Nursing homes have accounted for an incredibly high number of covid-19 fatalities in the United States outbreak. As covered previously in Brief19, nursing homes accounted for 45% of the deaths in the U.S. as of late June, despite the fact that residents of these long term care facilities make up less than 1% of the nation's population. A new article published in JAMA looks at potential drivers of disparities across nursing home facilities during the covid-19 pandemic. The researchers looked at the association between nursing home ratings by the Centers for Medicare & Medicaid Services (CMS) and covid-19 case load. These researchers looked at data from eight state health departments to determine the total number of covid-19 cases in nursing homes between January 1 to June 30, 2020. Nursing home ratings, quality measures, and nursing home staffing were extracted from CMS Nursing Home Compare, a database that tracks facilities performance. Over 4200 nursing homes were included in the study. 'High-performing' nursing homes had fewer cases of covid-19 compared to 'low-performing' nursing homes. Perhaps most interestingly, after statistical adjustment the only other factor associated with covid-19 caseloads appeared to be facilities with high ratings of performance by nursing staff; these facilities were less likely to have a high burden of covid-19 cases.
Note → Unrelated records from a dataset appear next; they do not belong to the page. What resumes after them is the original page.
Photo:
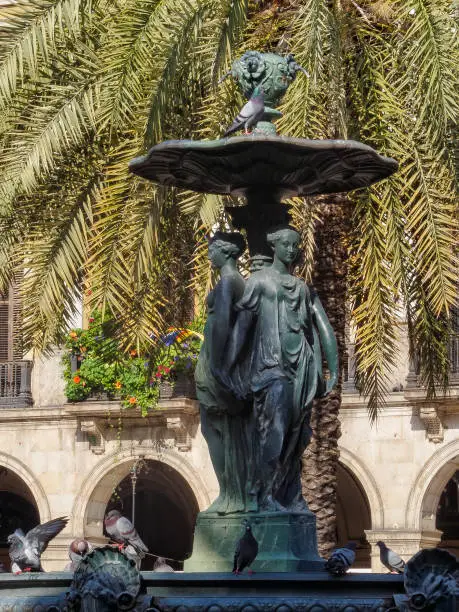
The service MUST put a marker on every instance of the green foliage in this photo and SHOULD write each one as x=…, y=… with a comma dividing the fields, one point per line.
x=103, y=368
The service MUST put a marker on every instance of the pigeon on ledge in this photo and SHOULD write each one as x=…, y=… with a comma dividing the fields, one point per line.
x=394, y=563
x=341, y=559
x=123, y=532
x=246, y=551
x=26, y=549
x=250, y=114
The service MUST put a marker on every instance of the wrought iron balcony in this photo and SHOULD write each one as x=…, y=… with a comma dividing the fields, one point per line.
x=15, y=380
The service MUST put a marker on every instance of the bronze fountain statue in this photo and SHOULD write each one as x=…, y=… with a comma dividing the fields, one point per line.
x=267, y=337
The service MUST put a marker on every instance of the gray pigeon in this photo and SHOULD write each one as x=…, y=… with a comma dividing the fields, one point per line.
x=250, y=114
x=160, y=565
x=25, y=550
x=246, y=551
x=389, y=558
x=77, y=550
x=122, y=531
x=341, y=559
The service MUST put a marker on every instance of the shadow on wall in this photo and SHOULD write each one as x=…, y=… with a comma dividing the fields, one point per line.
x=18, y=510
x=353, y=515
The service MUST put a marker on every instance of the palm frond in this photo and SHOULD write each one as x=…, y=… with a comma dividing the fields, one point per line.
x=304, y=105
x=28, y=33
x=51, y=286
x=429, y=58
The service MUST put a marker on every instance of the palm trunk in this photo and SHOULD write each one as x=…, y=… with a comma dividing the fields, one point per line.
x=321, y=457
No other quality measure domain was associated with an increase in the number of covid-19 cases in a particular nursing home. The authors conclude, "These findings suggest that poorly resourced nursing homes with nurse staffing shortages may be more susceptible to the spread of COVID-19." The major limitation of this study, however, is the absence of a denominator: how many residents were there per nursing home. Also missing was information about the presence or frequency of demographic characteristics that may predispose nursing home residents to developing symptomatic covid-19. Nevertheless, this paper provides evidence that appropriate staffing of nurses and other staff in nursing homes appears to be helpful in preventing increased covid-19 burdens in individual facilities. 11 August 2020.